Re: live migration vs device assignment (motivation)

Michael S. Tsirkin Thu, 10 Dec 2015 00:39:32 -0800

On Thu, Dec 10, 2015 at 11:04:54AM +0800, Lan, Tianyu wrote:
> 
> On 12/10/2015 4:07 AM, Michael S. Tsirkin wrote:
> >On Thu, Dec 10, 2015 at 12:26:25AM +0800, Lan, Tianyu wrote:
> >>On 12/8/2015 12:50 AM, Michael S. Tsirkin wrote:
> >>>I thought about what this is doing at the high level, and I do have some
> >>>value in what you are trying to do, but I also think we need to clarify
> >>>the motivation a bit more.  What you are saying is not really what the
> >>>patches are doing.
> >>>
> >>>And with that clearer understanding of the motivation in mind (assuming
> >>>it actually captures a real need), I would also like to suggest some
> >>>changes.
> >>
> >>Motivation:
> >>Most current solutions for migration with passthough device are based on
> >>the PCI hotplug but it has side affect and can't work for all device.
> >>
> >>For NIC device:
> >>PCI hotplug solution can work around Network device migration
> >>via switching VF and PF.
> >
> >This is just more confusion. hotplug is just a way to add and remove
> >devices. switching VF and PF is up to guest and hypervisor.
> 
> This is a combination.
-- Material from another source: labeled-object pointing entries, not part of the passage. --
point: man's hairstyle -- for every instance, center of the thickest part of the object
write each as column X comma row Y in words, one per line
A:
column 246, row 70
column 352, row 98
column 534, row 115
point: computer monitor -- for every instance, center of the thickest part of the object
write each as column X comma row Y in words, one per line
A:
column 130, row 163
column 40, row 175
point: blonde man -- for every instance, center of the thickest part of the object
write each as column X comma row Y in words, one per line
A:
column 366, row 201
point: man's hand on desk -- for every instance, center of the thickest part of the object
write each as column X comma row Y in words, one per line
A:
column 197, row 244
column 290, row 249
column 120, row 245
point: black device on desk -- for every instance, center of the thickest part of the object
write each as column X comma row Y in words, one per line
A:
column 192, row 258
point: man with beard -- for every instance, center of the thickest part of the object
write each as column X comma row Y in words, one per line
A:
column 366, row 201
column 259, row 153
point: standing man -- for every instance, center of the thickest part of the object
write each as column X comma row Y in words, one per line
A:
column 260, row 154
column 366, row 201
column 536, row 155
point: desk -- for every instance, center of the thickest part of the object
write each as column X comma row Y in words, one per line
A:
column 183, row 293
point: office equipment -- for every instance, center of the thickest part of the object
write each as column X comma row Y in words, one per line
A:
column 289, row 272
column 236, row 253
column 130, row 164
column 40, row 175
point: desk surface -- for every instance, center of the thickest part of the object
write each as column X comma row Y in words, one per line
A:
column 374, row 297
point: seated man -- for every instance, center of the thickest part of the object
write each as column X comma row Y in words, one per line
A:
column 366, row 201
Because it's not able to migrate device state in
> the current world during migration(What we are doing), Exist solutions
> of migrating VM with passthough NIC relies on the PCI hotplug.


That's where you go wrong I think. This marketing speak about solution
of migrating VM with passthrough is just confusing people.

There's no way to do migration with device passthrough on KVM at the
moment, in particular because of lack of way for host to save and
restore device state, and you do not propose a way either.

So how do people migrate? Stop doing device passthrough.
So what I think your patches do is add ability to do the two things
in parallel: stop doing passthrough and start migration.
You still can not migrate with passthrough.

> Unplug VF
> before starting migration and then switch network from VF NIC to PV NIC
> in order to maintain the network connection.

Again, this is mixing unrelated things.  This switching is not really
related to migration. You can do this at any time for any number of
reasons.  If migration takes a lot of time and if you unplug before
migration, then switching to another interface might make sense.
But it's question of policy.

> Plug VF again after
> migration and then switch from PV back to VF. Bond driver provides a way to
> switch between PV and VF NIC automatically with save IP and MAC and so bond
> driver is more preferred.

Preferred over switching manually? As long as it works well, sure.  But
one can come up with other techniques.  For example, don't switch. Save
ip, mac etc, remove source device and add the destination one.  You were
also complaining that the switch took too long.

> >
> >>But switching network interface will introduce service down time.
> >>
> >>I tested the service down time via putting VF and PV interface
> >>into a bonded interface and ping the bonded interface during plug
> >>and unplug VF.
> >>1) About 100ms when add VF
> >>2) About 30ms when del VF
> >
> >OK and what's the source of the downtime?
> >I'm guessing that's just arp being repopulated.  So simply save and
> >re-populate it.
> >
> >There would be a much cleaner solution.
> >
> >Or maybe there's a timer there that just delays hotplug
> >for no reason. Fix it, everyone will benefit.
> >
> >>It also requires guest to do switch configuration.
> >
> >That's just wrong. if you want a switch, you need to
> >configure a switch.
> 
> I meant the config of switching operation between PV and VF.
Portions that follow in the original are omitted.